Die Erskine Falls in den Otway Ranges fallen 30 Meter in einen kühlen Schluchtwald aus Baumfarnen und Sassafras. Gepflasterter Weg (1,4 km) vom Parkplatz, oder ein längerer Abstieg über den Lower Erskine Track (4 km) führt an weiteren kleineren Stufen vorbei. Ganzjährig zugänglich; das gemäßigt-feuchte Klima der Otwayküste sorgt für konstante Wasserführung.

10. Florence Falls, Northern Territory

Die Florence Falls im Litchfield National Park, etwa 120 Kilometer südlich von Darwin, sind ein doppelter Sturz über roten Sandstein in ein tiefes, klares Becken, das zum Schwimmen freigegeben ist. Gepflasterter Abstieg 135 Stufen. Neben den Florence Falls befinden sich im Litchfield Park die Wangi Falls, ebenfalls schwimmbar. Trockenzeit Mai bis Oktober; in der Regenzeit geöffnet, aber gesperrte Schwimmzonen.

Planung einer Australien-Wasserfall-Reise

Australiens Wasserfälle sind auf vier sehr verschiedene Klimazonen verteilt: tropischer Norden, semiarid-er Westen, gemäßigtes Südosten und die subantarktischen Wälder Tasmaniens. Eine Reise, die alle Hauptziele abdeckt, erfordert entweder viel Zeit oder fokussierte regionale Planung. Der tropische Norden ist in der Trockenzeit am besten zugänglich; Tasmanien und Victoria sind ganzjährig möglich, am schönsten nach Regen.

4WD und Schlauchboot: Zugangstechnik für Kakadu

Jim Jim Falls und Twin Falls im Kakadu National Park erfordern beide eine 4WD-Fahrt auf einer 60 Kilometer langen Schotterpiste, die auf öffentlichem Weg für Standardfahrzeuge nicht befahrbar ist. Jim Jim hat zusätzlich einen kurzen Fußweg über Felsen; Twin Falls erfordert nach der Piste einen Schlauchboot-Transfer durch eine Wasserenge zwischen Sandstein-Klippen — dieser Transfer wird im Park selbst organisiert und kostet eine kleine Gebühr. Beide Fälle sind in der Trockenzeit (Mai bis Oktober) zugänglich; in der Regenzeit sind die Pisten überflutet. Die gesamte Tour zu beiden Fällen ist ein langer Reisetag ab Jabiru (Kakadu-Hauptort); Übernachtung im Park wird empfohlen.

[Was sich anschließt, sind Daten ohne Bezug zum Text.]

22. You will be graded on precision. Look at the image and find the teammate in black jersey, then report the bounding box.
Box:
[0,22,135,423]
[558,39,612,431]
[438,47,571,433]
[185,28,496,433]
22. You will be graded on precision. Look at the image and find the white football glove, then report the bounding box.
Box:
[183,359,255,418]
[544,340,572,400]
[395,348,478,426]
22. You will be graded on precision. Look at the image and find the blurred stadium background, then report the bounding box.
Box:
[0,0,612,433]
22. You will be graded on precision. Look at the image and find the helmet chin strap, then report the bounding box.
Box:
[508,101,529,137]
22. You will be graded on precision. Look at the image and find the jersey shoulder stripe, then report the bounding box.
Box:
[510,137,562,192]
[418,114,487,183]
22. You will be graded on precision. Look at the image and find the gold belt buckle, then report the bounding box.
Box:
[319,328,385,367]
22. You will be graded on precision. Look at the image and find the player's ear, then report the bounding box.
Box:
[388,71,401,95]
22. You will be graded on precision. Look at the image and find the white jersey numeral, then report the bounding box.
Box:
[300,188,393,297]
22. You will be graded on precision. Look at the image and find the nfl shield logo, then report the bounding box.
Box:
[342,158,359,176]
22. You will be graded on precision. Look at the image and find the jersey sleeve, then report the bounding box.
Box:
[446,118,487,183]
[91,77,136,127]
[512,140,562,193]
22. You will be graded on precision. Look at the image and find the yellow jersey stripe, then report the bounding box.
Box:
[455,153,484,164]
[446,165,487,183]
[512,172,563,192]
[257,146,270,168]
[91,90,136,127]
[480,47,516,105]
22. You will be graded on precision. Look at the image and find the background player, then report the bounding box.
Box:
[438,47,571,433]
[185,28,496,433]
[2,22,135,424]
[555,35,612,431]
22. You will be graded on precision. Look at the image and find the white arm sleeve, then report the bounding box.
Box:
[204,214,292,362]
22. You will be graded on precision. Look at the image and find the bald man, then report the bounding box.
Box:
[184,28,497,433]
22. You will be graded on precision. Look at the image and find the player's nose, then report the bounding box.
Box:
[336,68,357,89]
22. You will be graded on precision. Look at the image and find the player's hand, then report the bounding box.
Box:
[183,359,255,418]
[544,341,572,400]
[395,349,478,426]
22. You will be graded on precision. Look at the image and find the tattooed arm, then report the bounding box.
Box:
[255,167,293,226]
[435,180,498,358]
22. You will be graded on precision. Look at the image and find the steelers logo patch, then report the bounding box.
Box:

Der tropische Norden: Timing ist alles

Kakadu, Litchfield und Kimberley — der gesamte tropische Norden Australiens — hat eine Zweiteilung des Jahres: Wet Season (Regenzeit, November bis April) und Dry Season (Trockenzeit, Mai bis Oktober). In der Trockenzeit sind Jim Jim Falls, Florence Falls und Mitchell Falls alle zugänglich; in der Regenzeit sind viele Straßen überflutet und der Zugang per 4WD oder Helikopter nötig oder unmöglich. Aber: In der Regenzeit führen diese Fälle zehnmal mehr Wasser. Wer das volle Volumen sehen will, bucht einen Flug-Charter; wer die Fälle zu Fuß erkunden will, kommt in der Trockenzeit.

Tasmaniens Wasserfall-Wald

Tasmanien hat ein feuchtes, gemäßigtes Klima, das ganzjährig Niederschlag liefert. Das bedeutet: konstante Wasserführung ohne ausgeprägte Trockenzeit, und einen alten Baumfarn-Wald, der den Wasserfällen einen anderen visuellen Charakter gibt als irgendwo sonst in Australien. Der Myrtle-Beech und die hohen Baumfarne (Dicksonia antarctica) um die Russell Falls sehen älter und fremder aus als die kontinentalen Eukalyptus-Wälder. Tasmanien lohnt als eigenständiges Wasserfall-Reiseziel; der Mount Field National Park kombiniert Russell Falls mit einem Tagesausflug zur Hochland-Tarn-Landschaft.